Who has the power, the authority to fix the moment when a major public event can start? In broadcast events, such as the Proms, where all of the concerts are broadcast on Radio 3 and many are televised, the bigger, virtual audience puts the media in the driving seat. The radio or TV producer holds sway - up to the moment when the conductor steps out into the hall.

It's more extreme than that in sport, of course. For many years, it's been obvious: the media, and Sky TV in particular rule down to the finest detail. The referee and the players in a soccer match are obliged to wait in place on the pitch for the nod from the TV producer. The ad break has to be over before the starting whistle can be blown. Perhaps, after the momentous events of this week, even that balance of power may start to change....

At least in music, once the conductor is onstage, the autonomy to set things in motion and to run the show should reside with him or her. That's the theory. But Myung Whun Chung appears to be different. He is just as happy to give that prerogative away. In two of the three works of Prom 6 last night, Chung just stood back for the openings, and allowed his fine wind soloists to pick their moments for themselves.

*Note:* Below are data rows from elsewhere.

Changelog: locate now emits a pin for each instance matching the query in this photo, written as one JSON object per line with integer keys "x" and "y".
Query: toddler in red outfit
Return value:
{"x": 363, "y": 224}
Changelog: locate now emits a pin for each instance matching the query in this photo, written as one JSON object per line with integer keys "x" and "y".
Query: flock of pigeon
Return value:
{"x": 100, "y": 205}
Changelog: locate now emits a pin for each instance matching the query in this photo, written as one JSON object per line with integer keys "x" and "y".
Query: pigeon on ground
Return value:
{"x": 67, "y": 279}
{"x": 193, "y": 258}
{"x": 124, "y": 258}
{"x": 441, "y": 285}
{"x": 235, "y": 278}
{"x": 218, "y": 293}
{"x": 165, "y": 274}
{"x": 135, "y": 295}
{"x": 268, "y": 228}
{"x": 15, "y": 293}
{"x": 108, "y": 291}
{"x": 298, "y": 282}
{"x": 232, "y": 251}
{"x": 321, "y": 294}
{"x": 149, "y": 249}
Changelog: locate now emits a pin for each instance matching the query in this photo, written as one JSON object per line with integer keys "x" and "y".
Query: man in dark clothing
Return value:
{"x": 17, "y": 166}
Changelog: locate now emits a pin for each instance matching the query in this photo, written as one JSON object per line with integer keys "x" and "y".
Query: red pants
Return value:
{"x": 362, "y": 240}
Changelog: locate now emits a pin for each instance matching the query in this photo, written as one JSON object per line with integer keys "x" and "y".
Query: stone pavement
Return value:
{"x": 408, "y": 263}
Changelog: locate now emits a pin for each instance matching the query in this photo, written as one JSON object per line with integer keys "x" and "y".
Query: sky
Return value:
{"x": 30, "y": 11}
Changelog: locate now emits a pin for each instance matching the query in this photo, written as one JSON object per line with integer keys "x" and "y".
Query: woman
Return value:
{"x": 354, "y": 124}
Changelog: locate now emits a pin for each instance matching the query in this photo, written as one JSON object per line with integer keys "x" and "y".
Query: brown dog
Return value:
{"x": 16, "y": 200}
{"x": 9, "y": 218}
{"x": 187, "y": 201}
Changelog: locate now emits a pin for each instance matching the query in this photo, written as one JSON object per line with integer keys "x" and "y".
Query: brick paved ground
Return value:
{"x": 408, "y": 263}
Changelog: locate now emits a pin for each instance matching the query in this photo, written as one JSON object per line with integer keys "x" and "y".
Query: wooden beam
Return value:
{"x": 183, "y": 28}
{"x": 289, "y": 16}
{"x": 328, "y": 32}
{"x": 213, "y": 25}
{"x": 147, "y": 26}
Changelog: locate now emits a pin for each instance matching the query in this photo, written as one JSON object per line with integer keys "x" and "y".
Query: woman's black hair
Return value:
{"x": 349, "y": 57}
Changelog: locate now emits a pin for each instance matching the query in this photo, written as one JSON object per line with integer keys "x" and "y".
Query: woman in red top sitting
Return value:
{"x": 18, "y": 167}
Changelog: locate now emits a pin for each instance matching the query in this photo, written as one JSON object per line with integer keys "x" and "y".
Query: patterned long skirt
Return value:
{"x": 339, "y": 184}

The principal french horn in Weber's Oberon overture played his pianissimo opening sweetly enough. But a near-capacity Proms audience, still frantically busy getting itself comfortable and its impedimenta in place, was not the context for Weber's diaphanous orchestral textures from the land of the fairies to be heard, let alone savoured.

By contrast, Chung's - and our - wait for the bassoonist to pick his moment to start Stravinsky's Rite of Spring was well worth it. The unique and ghostly sound of a French “basson” made that moment stand out, and ushered in a performance of the work which had both bite and character.

Chung's tendency to just let things happen did not just affect the beginnings of works. In the main piece of the first half, the Brahms Double concerto, with a cautious beat, his stick often pointing to the floor, Chung appeared content to allow his soloists, Renaud Capucon on violin and Gautier Capucon on cello, to linger, to rubato their own sweet way through the work.

Perhaps this approach comes from Chung's unique perspective on the Brahms concerto. With a violinist and a cellist for his older sisters, Chung's conductor role in that work will also have been the subservient kid brother role for most of his life. The character of this Prom performance was very unlike that of his fine 2007 recording with the Capucons, which instead of the Orchestre Philharmonique de Radio France, precise but cautious, has the youthful, going-for-it Mahler Chamber Orchestra.

That recording feels closer to the spirit of the work than last night's performance, which had a tendency to retreat into the “innig” (German for an introspective state of mind.) Brahms' concerto, his last work for orchestra, is a huge leap forwards from the earlier, fey Schumann cello concerto in the same key of A minor, and much more in the character of the Dvorak concerto of 1895, which Brahms called "a real piece, a male piece."

Brahms' mode of discourse from the outset is heroic, extrovert. The opening cello salvo covers virtually the whole of the four octave range of the instrument. It stands as a statement of intent to be anything-but-Schumann. The boldness and assertiveness of the work went missing somewhere in the Albert Hall last night. Indeed the two soloists were to keep their most convincing and mutually supportive playing last night for their first half encore, Halvorsen's virtuoso arrangement of Handel's Chaconne.

The highlight of the evening was Stravinsky's Rite of Spring, which Chung- as he had done throughout the concert - conducted from memory. As Stephen Walsh writes, in the superb programme note for last night's programme, the music carries a “violent charge because of the context and the force of delivery.” The Orchestre Philharmonique, propelled by its excellent percussion section, at last came into its own.